Maximilian Schönherr: 1959 bahnte sich in Westdeutschland schon das, was man später das Wirtschaftswunder nannte, an. Ich kenne zum Beispiel Automobilzeitschriften, wo man das merkt. Man spürt: Jetzt boomt die Autoindustrie im Westen. Im Osten lese ich aber - und da ist die Stasi wieder sehr fleißig gewesen -: "Gefährdung der Produktion im VEB Automobilwerk Eisenach". Das ist auch bei den von Ihnen ausgegrabenen Akten dabei.
Dr. Ann-Kathrin Reichardt: [zustimmend: Mh-mh.]

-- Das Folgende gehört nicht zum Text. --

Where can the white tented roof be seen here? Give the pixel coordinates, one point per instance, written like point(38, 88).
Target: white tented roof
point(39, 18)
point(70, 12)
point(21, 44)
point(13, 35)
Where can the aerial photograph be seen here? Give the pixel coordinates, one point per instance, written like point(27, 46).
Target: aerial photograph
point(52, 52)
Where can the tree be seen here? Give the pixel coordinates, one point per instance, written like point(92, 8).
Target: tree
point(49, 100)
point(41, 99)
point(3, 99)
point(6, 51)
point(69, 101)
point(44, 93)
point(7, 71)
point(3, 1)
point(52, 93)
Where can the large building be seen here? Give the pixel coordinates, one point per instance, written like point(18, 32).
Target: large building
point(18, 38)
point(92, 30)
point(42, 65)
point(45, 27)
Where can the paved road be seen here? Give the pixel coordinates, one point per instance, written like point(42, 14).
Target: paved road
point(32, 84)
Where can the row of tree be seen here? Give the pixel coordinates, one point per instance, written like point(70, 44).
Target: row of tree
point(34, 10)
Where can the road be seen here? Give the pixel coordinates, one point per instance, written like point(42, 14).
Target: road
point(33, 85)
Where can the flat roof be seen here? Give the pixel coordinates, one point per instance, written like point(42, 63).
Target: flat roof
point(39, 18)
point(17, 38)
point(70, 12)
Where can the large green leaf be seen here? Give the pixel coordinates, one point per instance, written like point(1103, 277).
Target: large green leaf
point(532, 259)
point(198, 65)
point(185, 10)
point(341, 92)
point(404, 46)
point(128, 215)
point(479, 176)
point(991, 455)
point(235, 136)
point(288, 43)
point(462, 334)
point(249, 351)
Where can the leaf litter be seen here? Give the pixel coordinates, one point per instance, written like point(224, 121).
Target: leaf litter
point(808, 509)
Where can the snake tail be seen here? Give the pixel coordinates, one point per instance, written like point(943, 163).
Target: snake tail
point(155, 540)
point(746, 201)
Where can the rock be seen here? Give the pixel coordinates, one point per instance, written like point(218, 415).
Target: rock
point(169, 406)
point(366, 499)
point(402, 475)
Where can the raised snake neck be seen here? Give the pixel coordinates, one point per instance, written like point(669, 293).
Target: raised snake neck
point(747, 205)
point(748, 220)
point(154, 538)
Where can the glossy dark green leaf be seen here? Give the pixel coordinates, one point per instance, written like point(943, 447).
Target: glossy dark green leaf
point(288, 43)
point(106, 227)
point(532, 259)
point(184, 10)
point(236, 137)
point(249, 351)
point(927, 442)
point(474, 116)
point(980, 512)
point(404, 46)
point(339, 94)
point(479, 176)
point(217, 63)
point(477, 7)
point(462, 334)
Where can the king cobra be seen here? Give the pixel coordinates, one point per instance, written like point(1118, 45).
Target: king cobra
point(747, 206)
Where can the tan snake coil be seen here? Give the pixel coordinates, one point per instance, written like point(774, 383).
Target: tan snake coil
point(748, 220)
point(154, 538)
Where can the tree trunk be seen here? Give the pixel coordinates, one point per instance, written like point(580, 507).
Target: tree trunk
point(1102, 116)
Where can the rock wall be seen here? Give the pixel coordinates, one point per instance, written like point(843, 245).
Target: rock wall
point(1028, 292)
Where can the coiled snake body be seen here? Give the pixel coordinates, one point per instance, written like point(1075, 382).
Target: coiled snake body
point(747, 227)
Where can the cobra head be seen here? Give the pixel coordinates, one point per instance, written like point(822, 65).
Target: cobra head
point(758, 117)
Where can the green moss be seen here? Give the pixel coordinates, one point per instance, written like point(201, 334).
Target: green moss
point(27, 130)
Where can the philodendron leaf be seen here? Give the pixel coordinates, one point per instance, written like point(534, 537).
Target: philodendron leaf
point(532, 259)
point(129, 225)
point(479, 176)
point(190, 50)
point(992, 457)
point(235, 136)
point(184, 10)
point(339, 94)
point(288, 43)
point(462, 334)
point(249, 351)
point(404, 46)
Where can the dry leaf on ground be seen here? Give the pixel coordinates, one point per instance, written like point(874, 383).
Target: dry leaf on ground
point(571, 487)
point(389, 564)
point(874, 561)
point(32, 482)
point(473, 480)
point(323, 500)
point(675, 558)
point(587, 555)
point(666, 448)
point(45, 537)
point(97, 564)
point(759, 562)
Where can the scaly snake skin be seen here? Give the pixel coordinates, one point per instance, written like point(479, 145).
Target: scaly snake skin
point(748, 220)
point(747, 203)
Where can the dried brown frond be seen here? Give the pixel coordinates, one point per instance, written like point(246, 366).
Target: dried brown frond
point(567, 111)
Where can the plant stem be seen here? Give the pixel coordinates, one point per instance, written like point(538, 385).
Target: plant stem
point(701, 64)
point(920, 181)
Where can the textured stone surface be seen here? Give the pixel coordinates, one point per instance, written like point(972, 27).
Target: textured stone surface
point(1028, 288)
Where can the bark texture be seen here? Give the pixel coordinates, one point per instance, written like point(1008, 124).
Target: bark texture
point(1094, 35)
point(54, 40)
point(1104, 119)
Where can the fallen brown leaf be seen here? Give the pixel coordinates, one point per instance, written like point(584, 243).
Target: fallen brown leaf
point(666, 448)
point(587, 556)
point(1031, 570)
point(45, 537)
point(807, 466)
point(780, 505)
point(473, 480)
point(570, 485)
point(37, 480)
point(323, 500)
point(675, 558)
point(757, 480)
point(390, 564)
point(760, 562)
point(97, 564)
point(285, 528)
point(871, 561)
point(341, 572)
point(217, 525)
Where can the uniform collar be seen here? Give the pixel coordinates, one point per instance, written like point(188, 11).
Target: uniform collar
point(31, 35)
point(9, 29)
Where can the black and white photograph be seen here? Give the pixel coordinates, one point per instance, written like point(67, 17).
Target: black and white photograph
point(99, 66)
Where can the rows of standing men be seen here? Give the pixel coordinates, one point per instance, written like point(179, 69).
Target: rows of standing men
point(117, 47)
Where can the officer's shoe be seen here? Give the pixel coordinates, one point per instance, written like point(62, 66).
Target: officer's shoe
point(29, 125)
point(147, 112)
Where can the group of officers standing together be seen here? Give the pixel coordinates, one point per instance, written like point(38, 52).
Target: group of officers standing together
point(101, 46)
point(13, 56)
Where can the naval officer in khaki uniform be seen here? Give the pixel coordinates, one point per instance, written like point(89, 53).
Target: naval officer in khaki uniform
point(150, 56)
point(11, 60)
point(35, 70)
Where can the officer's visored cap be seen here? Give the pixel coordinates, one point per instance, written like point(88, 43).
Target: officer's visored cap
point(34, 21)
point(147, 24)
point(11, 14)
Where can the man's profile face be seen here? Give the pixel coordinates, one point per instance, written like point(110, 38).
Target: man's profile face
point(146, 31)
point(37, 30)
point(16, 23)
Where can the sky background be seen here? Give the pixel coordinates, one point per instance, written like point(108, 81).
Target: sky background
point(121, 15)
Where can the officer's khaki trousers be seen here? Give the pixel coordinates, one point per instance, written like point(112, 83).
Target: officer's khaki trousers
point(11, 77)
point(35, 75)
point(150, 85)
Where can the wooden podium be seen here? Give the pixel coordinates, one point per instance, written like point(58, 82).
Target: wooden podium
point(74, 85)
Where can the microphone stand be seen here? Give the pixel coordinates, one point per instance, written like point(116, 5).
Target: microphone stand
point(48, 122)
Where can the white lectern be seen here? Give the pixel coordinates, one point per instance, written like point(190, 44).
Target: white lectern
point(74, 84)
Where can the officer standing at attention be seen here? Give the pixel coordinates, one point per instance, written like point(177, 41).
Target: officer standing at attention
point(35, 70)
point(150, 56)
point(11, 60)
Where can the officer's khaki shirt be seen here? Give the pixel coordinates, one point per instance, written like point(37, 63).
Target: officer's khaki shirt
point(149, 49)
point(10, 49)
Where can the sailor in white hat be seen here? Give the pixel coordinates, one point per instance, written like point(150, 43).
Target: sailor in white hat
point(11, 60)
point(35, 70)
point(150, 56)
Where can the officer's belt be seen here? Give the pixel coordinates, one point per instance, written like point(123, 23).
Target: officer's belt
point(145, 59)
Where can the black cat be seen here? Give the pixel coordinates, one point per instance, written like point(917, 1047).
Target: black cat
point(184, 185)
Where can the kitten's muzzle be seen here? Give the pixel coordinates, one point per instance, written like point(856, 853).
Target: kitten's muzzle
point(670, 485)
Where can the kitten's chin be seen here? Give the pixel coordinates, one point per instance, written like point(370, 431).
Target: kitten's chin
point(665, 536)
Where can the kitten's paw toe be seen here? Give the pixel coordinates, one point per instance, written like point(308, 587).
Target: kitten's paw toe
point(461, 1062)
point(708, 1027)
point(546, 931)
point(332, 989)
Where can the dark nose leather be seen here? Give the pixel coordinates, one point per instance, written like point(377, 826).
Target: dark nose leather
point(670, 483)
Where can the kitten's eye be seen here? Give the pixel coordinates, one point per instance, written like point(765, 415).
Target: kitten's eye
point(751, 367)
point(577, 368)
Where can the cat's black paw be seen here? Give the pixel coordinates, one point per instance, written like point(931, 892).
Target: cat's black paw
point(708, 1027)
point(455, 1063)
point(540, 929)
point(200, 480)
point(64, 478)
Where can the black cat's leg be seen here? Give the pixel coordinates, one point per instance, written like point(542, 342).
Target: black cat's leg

Maximilian Schönherr: "Wie uns zuverlässig bekannt wurde, ist im VEB Automobilwerk Eisenach zurzeit eine äußerst bedrohliche Lage in der Versorgung mit Zieh- und Tiefziehblechen eingetreten." Die Fahrzeugkarossen konnten also nicht mehr gebaut werden. Kann man sagen, das ist wirklich ein Gegenteil? Die DDR versucht ja immer gleichzuziehen oder den Westen zu überholen. War das "wishful thinking" oder gab es wirklich Anzeichen, dass in der DDR auch so eine Art Wirtschaftswunder funktionieren könnte und das mit dem Automobilwerk und den Eiern und den Schweinen nur so Nebenschauplätze waren?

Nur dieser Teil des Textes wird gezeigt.